In 2009, the Canadian Numbering Administrator forecast that area code 204 would be exhausted within a few years even though there were only 1.2 million people in the entire province. An area code provides about 7.8 million telephone numbers, but Canada uses an allocation scheme that allots all ten thousand numbers of a central office prefix to competitive local exchange carriers even for the smallest hamlets. Canada does not implement number pooling. Therefore, once a number is allocated to a rate centre, it cannot be reassigned elsewhere even if a rate centre has more than enough numbers to service it. The number exhaustion was caused by the proliferation of cell phones, particularly in and around Winnipeg.

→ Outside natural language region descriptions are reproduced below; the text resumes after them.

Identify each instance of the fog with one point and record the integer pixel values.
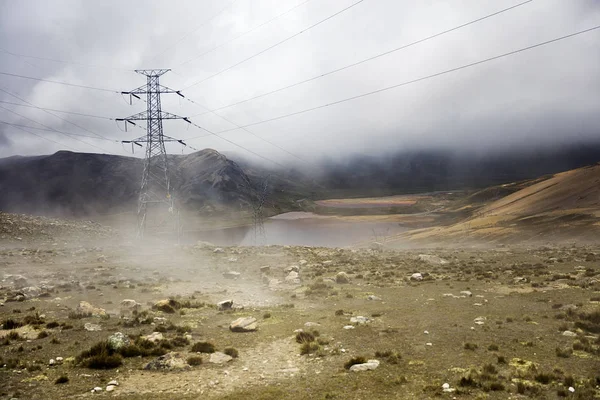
(545, 96)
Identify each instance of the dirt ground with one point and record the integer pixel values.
(489, 323)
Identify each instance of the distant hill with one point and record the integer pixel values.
(67, 183)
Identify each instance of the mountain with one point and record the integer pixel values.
(439, 170)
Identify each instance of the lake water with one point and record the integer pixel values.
(302, 229)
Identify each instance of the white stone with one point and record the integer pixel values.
(417, 276)
(369, 365)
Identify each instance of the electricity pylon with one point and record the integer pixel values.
(156, 186)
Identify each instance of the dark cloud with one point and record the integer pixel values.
(543, 97)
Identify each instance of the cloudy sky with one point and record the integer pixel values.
(545, 96)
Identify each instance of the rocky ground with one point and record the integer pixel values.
(122, 321)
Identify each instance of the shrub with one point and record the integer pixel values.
(230, 351)
(563, 353)
(194, 360)
(203, 347)
(304, 337)
(354, 361)
(470, 346)
(11, 324)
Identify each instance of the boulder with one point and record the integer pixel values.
(432, 259)
(244, 324)
(219, 358)
(85, 308)
(130, 305)
(231, 275)
(118, 340)
(342, 278)
(225, 305)
(417, 276)
(92, 327)
(154, 337)
(168, 362)
(369, 365)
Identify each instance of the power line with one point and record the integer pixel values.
(276, 44)
(62, 61)
(367, 59)
(51, 113)
(54, 130)
(52, 109)
(244, 33)
(45, 138)
(58, 82)
(415, 80)
(250, 132)
(233, 143)
(195, 30)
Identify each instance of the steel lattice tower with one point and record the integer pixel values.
(156, 186)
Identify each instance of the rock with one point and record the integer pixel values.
(369, 365)
(118, 340)
(231, 275)
(154, 337)
(168, 362)
(225, 305)
(85, 308)
(92, 327)
(244, 324)
(432, 259)
(292, 268)
(130, 305)
(265, 269)
(31, 291)
(417, 276)
(359, 320)
(219, 358)
(293, 277)
(342, 278)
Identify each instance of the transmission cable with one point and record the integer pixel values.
(45, 138)
(54, 110)
(54, 130)
(366, 59)
(59, 82)
(51, 113)
(275, 45)
(195, 30)
(63, 61)
(415, 80)
(234, 38)
(250, 132)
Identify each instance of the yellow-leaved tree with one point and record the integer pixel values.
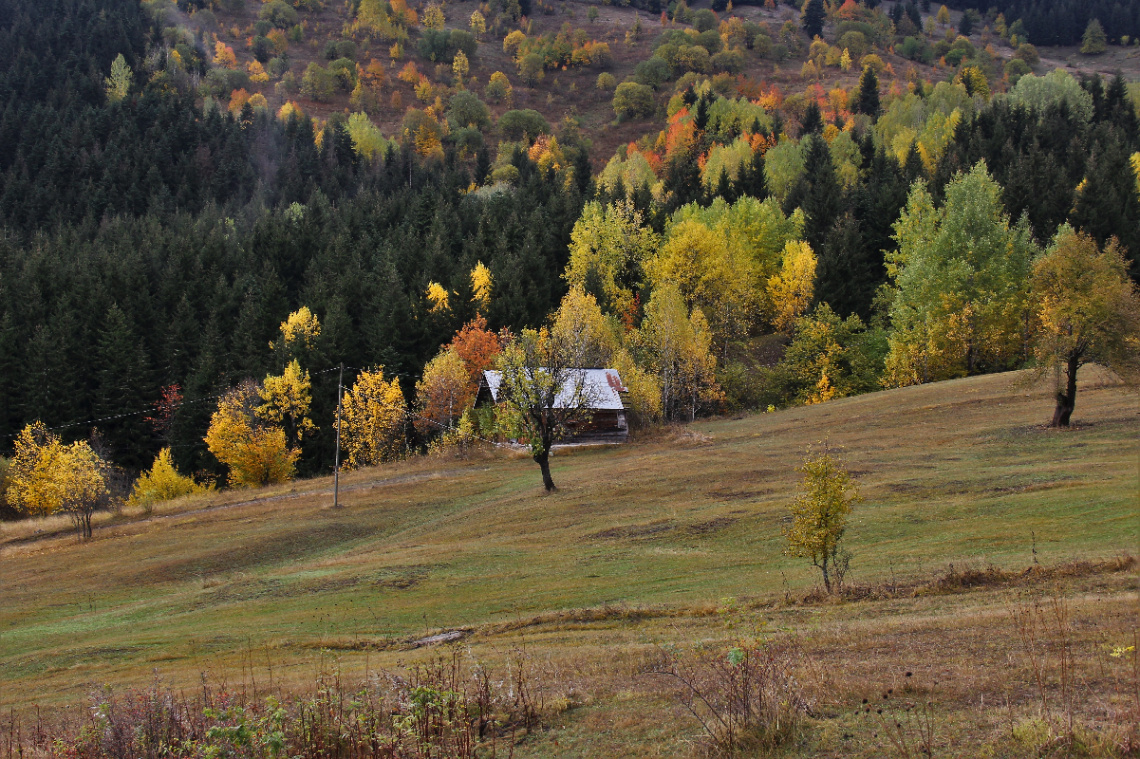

In July 2010, the Canadian Radio-television and Telecommunications Commission approved a province-wide overlay with area code 431 for implementation in November 2012.[1] On July 30, 2012, 10-digit dialing became mandatory throughout the province.[2] Although that had the effect of allocating about 15.6 million numbers to a province of just over 1.2 million people, MTS and other carriers in the province preferred that method to a geographical split, which would have seen one part of the province retain area code 204 and another part receive the new area code 431. The province's telephone companies wanted to spare Manitobans the expense and burden of changing telephone numbers.
Area code 584 was reserved as a third area code for the region in February 2017.[3] It was implemented on October 29, 2022.[4][5]
The incumbent local exchange carrier for the area codes is Bell MTS.
Calls to the following communities can be direct-dialed from Winnipeg as a local call: Dugald, Lockport, Lorette, Oakbank, St. Adolphe, St. Francois Xavier, Sanford, Starbuck, Stonewall, and Stony Mountain.